A joker’s cap is in the form of a right circular cone of base radius \[7\]cm and height \[24\]cm. Find the area of the sheet required to make \[10\] such caps.

Answer 1

Hint: Basic formula for finding total surface area of a right circular cone will be used. Also, since it’s a right circular cone therefore, we will use Pythagoras Theorem to calculate slant height of the cone.

Complete step-by-step answer:
Consider the figure \[1\], length of line segment AO is \[24\]cm and that of OB is \[7\]cm. The line segments AO and OB represents the height and radius of the joker’s cap. The line segment AB represents slant height of the cone.
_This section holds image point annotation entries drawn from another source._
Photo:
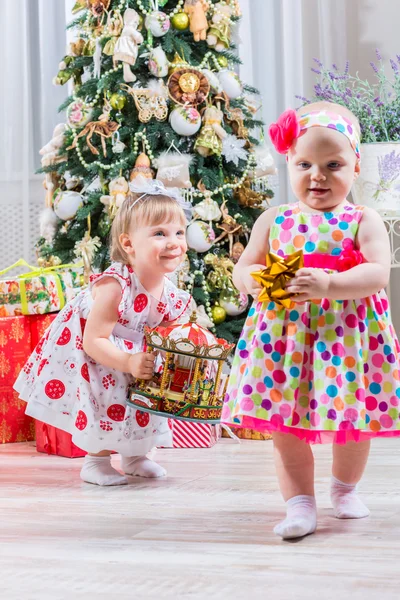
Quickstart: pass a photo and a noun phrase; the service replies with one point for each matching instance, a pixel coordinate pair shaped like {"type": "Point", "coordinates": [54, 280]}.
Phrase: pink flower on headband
{"type": "Point", "coordinates": [284, 131]}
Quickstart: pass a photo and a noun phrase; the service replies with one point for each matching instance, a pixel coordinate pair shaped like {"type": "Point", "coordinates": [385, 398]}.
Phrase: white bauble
{"type": "Point", "coordinates": [185, 120]}
{"type": "Point", "coordinates": [66, 205]}
{"type": "Point", "coordinates": [234, 306]}
{"type": "Point", "coordinates": [157, 23]}
{"type": "Point", "coordinates": [200, 236]}
{"type": "Point", "coordinates": [158, 62]}
{"type": "Point", "coordinates": [231, 83]}
{"type": "Point", "coordinates": [78, 114]}
{"type": "Point", "coordinates": [213, 80]}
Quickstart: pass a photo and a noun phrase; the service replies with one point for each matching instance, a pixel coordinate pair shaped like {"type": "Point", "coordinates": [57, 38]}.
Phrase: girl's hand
{"type": "Point", "coordinates": [253, 288]}
{"type": "Point", "coordinates": [141, 364]}
{"type": "Point", "coordinates": [309, 284]}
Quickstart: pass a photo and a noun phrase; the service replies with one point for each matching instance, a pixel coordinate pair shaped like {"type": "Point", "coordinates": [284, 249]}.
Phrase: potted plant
{"type": "Point", "coordinates": [377, 107]}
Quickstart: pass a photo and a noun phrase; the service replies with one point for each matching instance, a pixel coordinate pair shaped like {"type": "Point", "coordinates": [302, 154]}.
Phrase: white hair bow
{"type": "Point", "coordinates": [154, 187]}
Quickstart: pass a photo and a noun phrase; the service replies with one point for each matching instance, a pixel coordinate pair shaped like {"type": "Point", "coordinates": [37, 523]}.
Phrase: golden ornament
{"type": "Point", "coordinates": [274, 278]}
{"type": "Point", "coordinates": [118, 101]}
{"type": "Point", "coordinates": [218, 314]}
{"type": "Point", "coordinates": [189, 82]}
{"type": "Point", "coordinates": [180, 21]}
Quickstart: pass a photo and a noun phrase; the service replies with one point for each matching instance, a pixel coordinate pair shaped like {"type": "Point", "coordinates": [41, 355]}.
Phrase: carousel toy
{"type": "Point", "coordinates": [190, 385]}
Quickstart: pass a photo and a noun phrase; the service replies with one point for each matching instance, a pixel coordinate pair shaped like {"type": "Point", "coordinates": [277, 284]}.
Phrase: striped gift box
{"type": "Point", "coordinates": [194, 435]}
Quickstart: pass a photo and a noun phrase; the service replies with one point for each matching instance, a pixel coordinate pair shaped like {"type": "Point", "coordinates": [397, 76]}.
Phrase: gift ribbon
{"type": "Point", "coordinates": [38, 272]}
{"type": "Point", "coordinates": [274, 278]}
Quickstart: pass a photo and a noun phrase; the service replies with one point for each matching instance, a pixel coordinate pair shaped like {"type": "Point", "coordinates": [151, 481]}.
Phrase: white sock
{"type": "Point", "coordinates": [98, 470]}
{"type": "Point", "coordinates": [301, 518]}
{"type": "Point", "coordinates": [141, 466]}
{"type": "Point", "coordinates": [345, 501]}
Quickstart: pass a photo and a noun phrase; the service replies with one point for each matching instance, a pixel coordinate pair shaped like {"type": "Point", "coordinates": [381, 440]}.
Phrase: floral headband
{"type": "Point", "coordinates": [154, 187]}
{"type": "Point", "coordinates": [289, 127]}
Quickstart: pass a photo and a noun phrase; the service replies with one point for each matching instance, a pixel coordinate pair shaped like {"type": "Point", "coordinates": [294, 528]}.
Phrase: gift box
{"type": "Point", "coordinates": [51, 440]}
{"type": "Point", "coordinates": [40, 291]}
{"type": "Point", "coordinates": [247, 434]}
{"type": "Point", "coordinates": [15, 349]}
{"type": "Point", "coordinates": [193, 435]}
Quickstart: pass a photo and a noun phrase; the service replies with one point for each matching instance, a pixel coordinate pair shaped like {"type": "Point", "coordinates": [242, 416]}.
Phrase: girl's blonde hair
{"type": "Point", "coordinates": [150, 210]}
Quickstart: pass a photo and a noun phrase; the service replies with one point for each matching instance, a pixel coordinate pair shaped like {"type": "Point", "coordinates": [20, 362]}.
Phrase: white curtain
{"type": "Point", "coordinates": [31, 45]}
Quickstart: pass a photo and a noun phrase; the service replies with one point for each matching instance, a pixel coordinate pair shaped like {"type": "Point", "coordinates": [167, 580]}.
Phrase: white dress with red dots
{"type": "Point", "coordinates": [65, 388]}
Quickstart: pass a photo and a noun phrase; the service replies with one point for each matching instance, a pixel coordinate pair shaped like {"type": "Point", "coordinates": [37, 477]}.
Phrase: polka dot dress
{"type": "Point", "coordinates": [325, 370]}
{"type": "Point", "coordinates": [65, 388]}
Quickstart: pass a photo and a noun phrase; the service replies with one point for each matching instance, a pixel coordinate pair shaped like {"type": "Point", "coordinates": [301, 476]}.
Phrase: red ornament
{"type": "Point", "coordinates": [116, 412]}
{"type": "Point", "coordinates": [81, 420]}
{"type": "Point", "coordinates": [65, 337]}
{"type": "Point", "coordinates": [349, 258]}
{"type": "Point", "coordinates": [141, 301]}
{"type": "Point", "coordinates": [54, 389]}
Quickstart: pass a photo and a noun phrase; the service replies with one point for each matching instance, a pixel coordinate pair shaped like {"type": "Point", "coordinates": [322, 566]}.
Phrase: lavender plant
{"type": "Point", "coordinates": [376, 105]}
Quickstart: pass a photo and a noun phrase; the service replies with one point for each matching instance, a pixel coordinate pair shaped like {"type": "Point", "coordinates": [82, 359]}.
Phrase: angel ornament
{"type": "Point", "coordinates": [126, 47]}
{"type": "Point", "coordinates": [230, 228]}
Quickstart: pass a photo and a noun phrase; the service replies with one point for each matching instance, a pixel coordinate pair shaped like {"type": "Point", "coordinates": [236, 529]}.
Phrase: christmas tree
{"type": "Point", "coordinates": [155, 93]}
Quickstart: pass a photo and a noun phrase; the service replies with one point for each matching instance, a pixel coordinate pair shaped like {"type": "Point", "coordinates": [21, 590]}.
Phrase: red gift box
{"type": "Point", "coordinates": [51, 440]}
{"type": "Point", "coordinates": [193, 435]}
{"type": "Point", "coordinates": [15, 349]}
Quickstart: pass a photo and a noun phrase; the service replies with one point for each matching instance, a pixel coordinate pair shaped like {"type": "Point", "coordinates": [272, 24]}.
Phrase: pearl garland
{"type": "Point", "coordinates": [191, 278]}
{"type": "Point", "coordinates": [171, 14]}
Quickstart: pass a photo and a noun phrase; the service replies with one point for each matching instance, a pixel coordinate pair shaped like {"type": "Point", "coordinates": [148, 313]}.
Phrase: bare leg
{"type": "Point", "coordinates": [294, 462]}
{"type": "Point", "coordinates": [349, 462]}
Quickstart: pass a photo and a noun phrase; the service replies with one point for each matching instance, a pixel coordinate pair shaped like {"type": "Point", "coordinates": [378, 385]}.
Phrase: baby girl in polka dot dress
{"type": "Point", "coordinates": [77, 379]}
{"type": "Point", "coordinates": [326, 369]}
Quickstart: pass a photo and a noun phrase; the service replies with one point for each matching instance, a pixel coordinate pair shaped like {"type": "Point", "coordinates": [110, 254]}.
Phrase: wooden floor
{"type": "Point", "coordinates": [204, 532]}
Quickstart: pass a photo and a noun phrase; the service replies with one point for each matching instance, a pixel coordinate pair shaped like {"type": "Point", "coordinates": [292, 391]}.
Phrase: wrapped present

Total surface area of a cone is equal to the sum of its curved surface area and the base area. Its formula is given as,
Total surface area of a cone \[{{\pi r}}\left( {{\text{l}} + {\text{r}}} \right)\], where l is the slant height of the cone.
In order to calculate T.S.A. of joker’s cap, we must first calculate its slant height.
 Using Pythagoras theorem in triangle AOB right angled at O,
\[
{\left( {{\text{AO}}} \right)^2} + {\left( {{\text{OB}}} \right)^2} = {\left( {{\text{AB}}} \right)^2}
{\left( {24} \right)^2} + {\left( 7 \right)^2} = {\left( {{\text{AB}}} \right)^2} \\
576 + 49 = {\left( {{\text{AB}}} \right)^2} \\
625 = {\left( {{\text{AB}}} \right)^2}
\]
It is clear from the above calculation that slant height is equal to \[25\]cm.
Now, we will substitute the given and calculated values of radius, height and slant height in the T.S.A. formula, we obtain,
\[
{\text{T}}{\text{.S}}{\text{.A}}{\text{.}} = {{\pi r}}\left( {{\text{l}} + {\text{r}}} \right) \\
= \pi \times 7\left( {25 + 7} \right) \\
= \dfrac{{22}}{7} \times 7\left( {32} \right) \\
= 704
 \]
So, from the above calculation we observe that the total surface area of the cone is \[704\;{\text{c}}{{\text{m}}^2}\]. Now, in the question we are asked to find the area of sheet required to make \[10\] such caps, therefore, we will multiply total surface area of one cap by \[10\] i.e., \[10 \times 704 = 7040\,{\text{c}}{{\text{m}}^2}\].

Hence, the area of the sheet required to make \[10\] such caps is \[7040\,{\text{c}}{{\text{m}}^2}\].

Note: In such types of problems, it is important to recall basic formulas of area, volume, total surface area of geometric figures. Also, the concept of unitary method must be clear and in such problems it should be applied definitely. Construction of figure and its labelling should be done in the first step only to get proper visualization of the given mathematical object so that area, volume or any other physical quantity could be computed accurately.